Instruments required to study nanoparticles

Atomic force microscopy (AFM) is used for visualising, imaging, measuring and manipulating objects in nanometre scale. Its resolution is of the order of fractions of a nanometre. It has a sharp tip cantilever that is used to scan the surface of the material.

AFM is used to measure many parameters. Some common measurements that are taken are Van der Waals force, chemical bonding, capillary forces and mechanical contact force. Many other parameters can also be measured if additional probes are fitted to the device. This is also known as scanning force microscopy.

A scanning tunnelling microscope is used for imaging surfaces at atomic level. It can be used in different modes like air, water and high vacuum. It can also be used in very low and high temperatures. A difference in voltage is applied when the tip of the device is brought near the material. This causes the electrons to move through the empty space created between them.

Dhiman adds, “Structural properties of nanoparticles can be studied by x-ray diffraction, morphology by scanning electron microscopy (SEM) or by field emission scanning electron microscope (FESEM), defects by photoluminescence (PL) analysis or by using UV Raman spectroscopy.”

Other equipment used in the research of nanoparticles are nanocomposite deposition systems, nano manipulators, nanopositioning systems, nanolithography systems and more.

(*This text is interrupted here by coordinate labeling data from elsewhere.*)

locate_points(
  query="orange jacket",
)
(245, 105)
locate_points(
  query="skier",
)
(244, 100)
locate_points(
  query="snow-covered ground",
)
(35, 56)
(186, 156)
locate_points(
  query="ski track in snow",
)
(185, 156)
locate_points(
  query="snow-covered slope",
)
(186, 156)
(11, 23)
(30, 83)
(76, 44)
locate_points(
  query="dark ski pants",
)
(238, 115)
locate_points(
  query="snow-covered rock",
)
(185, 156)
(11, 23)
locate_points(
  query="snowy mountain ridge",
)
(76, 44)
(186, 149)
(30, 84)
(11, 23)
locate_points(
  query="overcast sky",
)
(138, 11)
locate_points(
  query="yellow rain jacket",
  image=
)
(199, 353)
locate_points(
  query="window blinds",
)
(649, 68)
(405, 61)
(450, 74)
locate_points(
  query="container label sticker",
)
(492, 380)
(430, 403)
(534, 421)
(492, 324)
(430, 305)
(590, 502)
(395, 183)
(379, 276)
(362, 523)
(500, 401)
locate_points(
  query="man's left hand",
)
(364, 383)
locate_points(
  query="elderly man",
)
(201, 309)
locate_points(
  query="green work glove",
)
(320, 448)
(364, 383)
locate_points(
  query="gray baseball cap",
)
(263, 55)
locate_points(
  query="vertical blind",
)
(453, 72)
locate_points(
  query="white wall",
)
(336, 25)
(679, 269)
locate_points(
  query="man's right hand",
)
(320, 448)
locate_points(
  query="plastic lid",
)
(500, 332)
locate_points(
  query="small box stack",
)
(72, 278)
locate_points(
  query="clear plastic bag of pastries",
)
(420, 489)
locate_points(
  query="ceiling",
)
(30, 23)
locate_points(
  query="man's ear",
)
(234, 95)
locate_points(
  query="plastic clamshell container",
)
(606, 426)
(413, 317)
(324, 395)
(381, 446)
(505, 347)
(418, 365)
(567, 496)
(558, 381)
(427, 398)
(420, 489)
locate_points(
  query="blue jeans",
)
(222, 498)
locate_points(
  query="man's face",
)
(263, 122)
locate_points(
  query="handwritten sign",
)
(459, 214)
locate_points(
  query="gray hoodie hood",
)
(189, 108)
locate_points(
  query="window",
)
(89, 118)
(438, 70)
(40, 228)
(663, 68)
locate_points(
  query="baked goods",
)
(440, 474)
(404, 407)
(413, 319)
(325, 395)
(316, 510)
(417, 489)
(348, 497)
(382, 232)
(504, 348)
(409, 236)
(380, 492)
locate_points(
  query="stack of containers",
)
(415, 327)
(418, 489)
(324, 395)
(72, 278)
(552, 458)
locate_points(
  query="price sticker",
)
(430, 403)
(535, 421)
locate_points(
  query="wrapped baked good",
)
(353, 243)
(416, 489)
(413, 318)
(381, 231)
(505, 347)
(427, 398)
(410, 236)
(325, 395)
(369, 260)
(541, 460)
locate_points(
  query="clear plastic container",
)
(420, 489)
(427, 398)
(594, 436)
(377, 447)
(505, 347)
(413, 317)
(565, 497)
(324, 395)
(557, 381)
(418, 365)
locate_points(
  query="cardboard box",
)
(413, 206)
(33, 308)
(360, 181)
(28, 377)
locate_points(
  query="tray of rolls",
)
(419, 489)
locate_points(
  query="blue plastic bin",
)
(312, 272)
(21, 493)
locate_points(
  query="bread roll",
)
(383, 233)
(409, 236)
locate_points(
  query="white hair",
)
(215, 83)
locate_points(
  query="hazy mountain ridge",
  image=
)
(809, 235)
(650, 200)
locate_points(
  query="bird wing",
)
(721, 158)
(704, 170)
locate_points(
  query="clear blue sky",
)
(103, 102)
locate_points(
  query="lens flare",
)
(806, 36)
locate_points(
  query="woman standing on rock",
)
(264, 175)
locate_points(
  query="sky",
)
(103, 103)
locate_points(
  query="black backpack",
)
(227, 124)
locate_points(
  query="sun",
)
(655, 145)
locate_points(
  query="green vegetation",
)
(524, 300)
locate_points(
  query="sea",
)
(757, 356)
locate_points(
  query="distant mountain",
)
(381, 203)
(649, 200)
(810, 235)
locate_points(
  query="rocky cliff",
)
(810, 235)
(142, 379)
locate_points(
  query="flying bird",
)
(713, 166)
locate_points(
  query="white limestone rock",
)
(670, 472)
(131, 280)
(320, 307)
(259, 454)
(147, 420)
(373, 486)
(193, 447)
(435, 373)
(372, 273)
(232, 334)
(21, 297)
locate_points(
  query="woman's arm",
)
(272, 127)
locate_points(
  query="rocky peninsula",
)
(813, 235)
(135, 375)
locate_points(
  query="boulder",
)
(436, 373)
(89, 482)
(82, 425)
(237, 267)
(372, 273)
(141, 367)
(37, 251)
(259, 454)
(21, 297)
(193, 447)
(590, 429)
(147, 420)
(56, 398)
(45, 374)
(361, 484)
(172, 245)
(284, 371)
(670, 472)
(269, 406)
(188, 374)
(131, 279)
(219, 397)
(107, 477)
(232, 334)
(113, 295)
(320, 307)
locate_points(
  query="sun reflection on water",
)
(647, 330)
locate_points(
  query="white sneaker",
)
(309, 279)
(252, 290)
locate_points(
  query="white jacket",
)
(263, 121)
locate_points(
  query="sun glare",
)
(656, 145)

New solar panel films incorporate nanoparticles to create lightweight, flexible solar cells
New solar panel films incorporate nanoparticles to create lightweight, flexible solar cells (Credit: Nanosys)

Available standards

There are various groups involved in developing nanotechnology standards. Some of the leading nanotechnology standards-setting organisations and committees are:

  • ISO (or, International Standardization Organization) Technical Committee 229 on Nanotechnologies
  • ASTM (or, American Society for Testing and Materials) International Committee E56 Nanotechnology
  • IEEE (or, Institute of Electrical and Electronics Engineers) Nanotechnology Council
  • International Electrotechnical Commission Technical Committee 113; it develops nanotechnology standards for electrical and electronic products and systems
    Some examples of documentary standards available for nanomaterials are:
  • ASTM E2996-15: Guide for workforce education in nanotechnology health and safety
  • ASTM E2490-09(2015): Standard test method for analysis of hemolytic properties of nanoparticles
  • ASTM E2524-08(2013): Standard test method for analysis of hemolytic properties of nanoparticles
  • ASTM E2909-13: Standard file format for the submission and exchange of data on nanomaterials
  • ISO/TR 13014:2012: Physico-chemical characterisation of engineered nanoscale materials for toxicologic assessment

To sum up

Nanotechnology is an emerging field of science and technology. It is a field of research and innovation concerned with building materials and devices on atomic scale. Ordinary rules of physics and chemistry at such scales no longer apply. Basically, here physics leaves its classical realm and enters a new world of quantum mechanics.

The scientific community, policymakers, apex bodies and funding agencies are continuously striving to progress in various areas of nanoscience and nanotechnology. In the last two decades, India has achieved many milestones in the areas of nanoelectronics, nanomaterials and nano-biotechnology, and many are yet to be achieved.